What I mean is it's actually very unlikely that someone has full control of your system and can see everything - Although don't discount it it can be done, but trust me you'd probably know because it's usually coupled by a threat or ransom - hence ransomware. These people will tend to lie and say they do actually have full control and will threaten you. However - It's more likely that the host of that data (which could be your web browser if it holds onto your passwords for you) or the site you visited is attacked and scraped for data. When someone "hacks" you they more likely got some data from you and can trace it to your email and they send a sort of ransomware attack saying
*Here's your address pay me or ill kill you, or
*Here is your password pay me in BitCoin or I will release all your "webcam porn to Youtube for the world to see".

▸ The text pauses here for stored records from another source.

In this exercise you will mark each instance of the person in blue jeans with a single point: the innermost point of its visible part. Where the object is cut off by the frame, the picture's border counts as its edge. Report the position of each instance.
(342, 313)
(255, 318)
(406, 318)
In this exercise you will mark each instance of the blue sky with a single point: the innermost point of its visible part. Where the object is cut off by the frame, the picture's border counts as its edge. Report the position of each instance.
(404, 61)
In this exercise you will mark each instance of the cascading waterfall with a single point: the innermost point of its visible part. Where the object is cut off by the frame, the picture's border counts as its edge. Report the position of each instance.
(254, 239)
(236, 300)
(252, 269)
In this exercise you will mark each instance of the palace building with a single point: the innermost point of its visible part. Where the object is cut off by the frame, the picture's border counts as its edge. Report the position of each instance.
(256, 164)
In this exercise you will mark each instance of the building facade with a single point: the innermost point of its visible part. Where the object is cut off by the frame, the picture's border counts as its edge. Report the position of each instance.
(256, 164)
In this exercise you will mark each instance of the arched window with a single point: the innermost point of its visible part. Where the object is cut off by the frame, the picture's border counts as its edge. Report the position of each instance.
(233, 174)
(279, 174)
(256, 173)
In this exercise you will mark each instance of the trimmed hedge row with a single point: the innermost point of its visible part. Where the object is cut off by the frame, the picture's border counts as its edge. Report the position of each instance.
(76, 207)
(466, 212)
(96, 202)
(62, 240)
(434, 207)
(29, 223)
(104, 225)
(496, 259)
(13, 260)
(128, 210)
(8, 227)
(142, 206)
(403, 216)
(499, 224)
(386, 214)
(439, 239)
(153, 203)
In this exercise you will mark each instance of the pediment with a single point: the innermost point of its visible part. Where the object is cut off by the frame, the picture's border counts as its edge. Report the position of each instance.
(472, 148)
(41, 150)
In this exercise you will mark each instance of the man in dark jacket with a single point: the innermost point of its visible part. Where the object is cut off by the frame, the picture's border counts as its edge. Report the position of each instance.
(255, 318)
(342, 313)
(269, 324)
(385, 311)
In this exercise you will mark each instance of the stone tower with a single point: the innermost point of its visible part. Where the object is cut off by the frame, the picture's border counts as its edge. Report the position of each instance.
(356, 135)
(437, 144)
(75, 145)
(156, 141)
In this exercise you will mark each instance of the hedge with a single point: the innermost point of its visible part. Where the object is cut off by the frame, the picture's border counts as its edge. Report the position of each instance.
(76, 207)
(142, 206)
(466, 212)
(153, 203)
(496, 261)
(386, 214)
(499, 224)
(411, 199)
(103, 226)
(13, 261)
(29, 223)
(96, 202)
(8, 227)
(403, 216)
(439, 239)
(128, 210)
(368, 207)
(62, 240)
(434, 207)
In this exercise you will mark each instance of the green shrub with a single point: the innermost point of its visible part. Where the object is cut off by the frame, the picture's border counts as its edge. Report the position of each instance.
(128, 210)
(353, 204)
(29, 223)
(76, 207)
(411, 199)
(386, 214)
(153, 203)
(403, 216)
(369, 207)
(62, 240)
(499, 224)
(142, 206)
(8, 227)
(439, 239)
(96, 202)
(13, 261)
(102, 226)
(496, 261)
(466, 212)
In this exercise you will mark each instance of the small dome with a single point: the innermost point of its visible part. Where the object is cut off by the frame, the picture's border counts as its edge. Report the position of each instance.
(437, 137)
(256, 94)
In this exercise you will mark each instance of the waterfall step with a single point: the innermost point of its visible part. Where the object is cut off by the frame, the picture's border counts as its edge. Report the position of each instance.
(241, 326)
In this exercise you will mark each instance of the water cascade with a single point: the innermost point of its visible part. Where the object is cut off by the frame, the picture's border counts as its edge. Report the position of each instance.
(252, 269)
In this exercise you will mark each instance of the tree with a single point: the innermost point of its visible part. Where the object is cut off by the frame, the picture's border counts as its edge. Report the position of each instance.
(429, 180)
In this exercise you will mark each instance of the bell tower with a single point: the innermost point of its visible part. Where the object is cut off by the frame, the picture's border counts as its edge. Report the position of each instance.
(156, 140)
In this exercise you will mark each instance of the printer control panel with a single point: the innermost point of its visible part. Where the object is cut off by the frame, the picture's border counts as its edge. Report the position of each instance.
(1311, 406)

What should I do if I get attacked? First and foremost change your passwords and get them off your browser. Check out this WikiHow Guide for that. I would also recommend using a password container. Think of it as a virtual lock-box that stores all your passwords with 1 master password. There are a bunch of options here and many companies. OneLogin is a good one. Mozilla has a great container manager integrated into the browser called Firefox Multi-Account Containers. These are great tools to equip if you are concerned about your security. If you want to go old-school and just use a strong password - You may be surprised how fast a computer can brute-force them nowadays... You can always check the strength using www.howsecureismypassword.net/ - This will tell you how fast a computer could crack your password, and you don't submit your password to it! So no data storage and nothing to worry about.
Is my phone secure?
On another note mobile security is also important and the biggest thing you can do to make an impact is just don't use unsecured wifi networks. They can easily be snooped and scraped for data. Although, in the U.S A lot of bigger companies such as Starbucks, and Walmart have implemented a lot better security over the years, I would still maybe stay away, at least until they decide to monitor them at least.